The Research Centre holds the written records of war, both published and unpublished. Most of the collection is open to the public for use in the Research Centre, subject to legal restrictions or those imposed by donors.

The Research Centre’s collections are arranged in sections:

The Memorial’s unique and diverse collection includes over 15,000 boxes of records from official sources; it also contains the nation’s largest archive of the writings of ordinary Australians about their experience of war. Over 60,000 books on aspects of Australia’s military history are also available to the public in the Research Centre, in addition to journals, maps and charts, sheet music, and ephemera such as postcards.

The collection has its origins in the First World War. In 1917 Australia's official war correspondent, C.E.W. Bean, and Lieutenant General Sir Brudenell White established the Australian War Records Section (AWRS) as part of the Australian Imperial Force (AIF). The AWRS aimed to assemble a comprehensive range of documentary evidence representing Australia’s conduct of that war. Lieutenant John Treloar, who would later become the Director of the Australian War Memorial, was appointed as officer-in-charge of the AWRS. AWRS staff supervised the collection of original war diaries from the military units that created them; it also gathered maps and other unit records, as well as newspapers, other kinds of publications, and posters. An Australian War Museum Committee was also established to collect a variety of records from the home front.

C.E.W. Bean is regarded as the Memorial's founder. When at his urging the Australian War Memorial was established by an Act of Parliament in 1925, the AWRS collection was transferred to the Memorial. The collection then began to expand rapidly, with the addition of personal papers, published memoirs, the first volumes of Australian official war histories, and copies of British, German, and Turkish books and other sources. With the Second World War and subsequent conflicts in which Australia was involved, war diaries and other unit records from these conflicts were (and continue to be) added to the Memorial's collection to document Australia’s military history and heritage.

The majority of the Research Centre’s collections relate to the First and Second World Wars. The collections also cover Australia’s involvement in conflicts dating back to the late nineteenth century, conflicts since 1945, ongoing conflicts, and peacekeeping operations.

Official Records

The Official Records collection holds operational and planning records created by the Australian Army, Navy, and Air Force during wartime, and the papers of the official historians. There are also some biographical records and miscellaneous records on a very wide variety of war-related topics. Official records are managed in accordance with the Archives Act 1983. This collection requires approximately 4,000 metres of shelf space to store.

The collection can be searched using the National Archives Australia database RecordSearch. A general guide to this collection, A Chronological Guide to Official Records in the Australian War Memorial's Collections, will assist researchers in gaining access to the collection.

Private Records

The Private Records collection consists of over 9,500 collections of records from many sources. Some come from non-government organisations but most are the personal papers of individuals from all ranks and services of the Australian armed forces. They include privately donated diaries, letters, notebooks, papers, and cards written during wartime, as well as some reminiscences written after the event. The oldest items date back to the 1860s.

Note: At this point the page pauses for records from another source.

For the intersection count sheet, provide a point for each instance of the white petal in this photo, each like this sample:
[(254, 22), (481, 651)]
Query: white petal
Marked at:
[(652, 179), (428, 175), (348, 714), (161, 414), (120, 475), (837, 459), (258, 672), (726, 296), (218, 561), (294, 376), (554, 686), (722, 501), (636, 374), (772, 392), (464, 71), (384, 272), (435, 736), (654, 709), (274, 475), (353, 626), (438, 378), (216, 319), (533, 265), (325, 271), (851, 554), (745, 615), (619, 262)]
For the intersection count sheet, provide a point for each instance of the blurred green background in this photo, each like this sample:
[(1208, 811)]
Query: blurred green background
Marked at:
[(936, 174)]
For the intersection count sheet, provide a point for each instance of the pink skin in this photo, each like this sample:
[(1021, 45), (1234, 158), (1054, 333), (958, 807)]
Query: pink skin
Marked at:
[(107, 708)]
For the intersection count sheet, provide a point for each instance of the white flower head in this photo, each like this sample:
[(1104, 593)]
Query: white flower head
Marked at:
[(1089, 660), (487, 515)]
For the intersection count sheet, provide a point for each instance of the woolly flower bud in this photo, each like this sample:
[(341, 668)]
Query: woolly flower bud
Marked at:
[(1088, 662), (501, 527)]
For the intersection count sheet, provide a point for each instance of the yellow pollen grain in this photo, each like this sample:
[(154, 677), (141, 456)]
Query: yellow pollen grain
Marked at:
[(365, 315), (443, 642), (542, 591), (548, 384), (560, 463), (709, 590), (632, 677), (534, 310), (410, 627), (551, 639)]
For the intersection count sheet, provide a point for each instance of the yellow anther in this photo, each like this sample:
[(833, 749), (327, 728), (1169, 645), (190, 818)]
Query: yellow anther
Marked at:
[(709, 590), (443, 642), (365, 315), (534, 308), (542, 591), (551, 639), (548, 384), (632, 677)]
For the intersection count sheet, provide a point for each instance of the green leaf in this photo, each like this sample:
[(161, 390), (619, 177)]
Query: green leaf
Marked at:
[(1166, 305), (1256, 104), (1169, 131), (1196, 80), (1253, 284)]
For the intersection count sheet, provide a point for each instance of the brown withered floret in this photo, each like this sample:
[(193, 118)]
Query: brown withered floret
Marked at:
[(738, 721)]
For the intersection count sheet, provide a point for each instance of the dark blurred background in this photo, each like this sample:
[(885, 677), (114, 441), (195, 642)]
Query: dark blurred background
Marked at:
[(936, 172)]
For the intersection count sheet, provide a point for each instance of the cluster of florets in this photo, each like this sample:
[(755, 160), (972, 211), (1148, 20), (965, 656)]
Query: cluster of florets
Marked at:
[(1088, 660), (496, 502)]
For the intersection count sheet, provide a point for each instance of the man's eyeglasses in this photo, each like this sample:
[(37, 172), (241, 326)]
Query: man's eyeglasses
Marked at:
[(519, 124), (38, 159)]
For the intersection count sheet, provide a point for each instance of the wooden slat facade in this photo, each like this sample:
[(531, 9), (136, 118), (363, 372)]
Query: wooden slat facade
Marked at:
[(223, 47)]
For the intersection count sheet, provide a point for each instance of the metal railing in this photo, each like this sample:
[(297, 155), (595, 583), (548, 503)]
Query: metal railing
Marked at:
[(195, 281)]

Access to the Private Records collection

The Collection Search lists the details of the Memorial’s Private Records collection. For the larger collections in Private Records, there are also a number of finding aids available. These provide a description of the collection’s content and its organisation, as well as information about the creator of the collection.

Published and Digitised Collections

The Published and Digitised collection contains over 60,000 books; 3,000 serials, including troopship serials (also known as unit or trench journals); 30,000 maps, plans and charts; and extensive collections of stamps, military forms, postcards, leaflets, sheet music, souvenirs, Christmas cards, cigarette cards, aerial photographs, and newspaper clippings. The monograph collection is particularly strong in twentieth-century Australian and British army manuals; histories of Australian, British, American, and German units; and other nations’ official war histories. These collections cover over 3,200 shelf metres.

Access to the Published and Digitised Collections

Researchers can search for books, serials, maps, and sheet music using the Books database. There are finding aids available for selected special collections. Researchers who are unable to come to Canberra can search Libraries Australia or Trove to see if copies of books and serials are held in libraries near them.

Digitised Collections

Digitised Collections is comprised of digitised archival records from other Research Centre sections which have been made available online. This includes private records (diaries, letters and ephemera) as part of the Anzac Connections project. This project aims to progressively deliver new, digitised collections to the website to mark the First World War centenary. Digitisation of official records is an ongoing program including biographical resources and military records from colonial conflicts through to the Vietnam War. Some of the records digitised so far include unit diaries, naval reports of proceedings, recommendations for honours and awards, nominal rolls, Red Cross wounded and missing files, official histories and the diaries of Charles Edwin Woodrow Bean.

Access and using Digitised Collections

Researchers can search for Private Records digitised under the Anzac Connections project on the People profile and biographies page. Links to digitised Official Records and Biographical databases can be found on the Digitised records page on the Memorial’s website.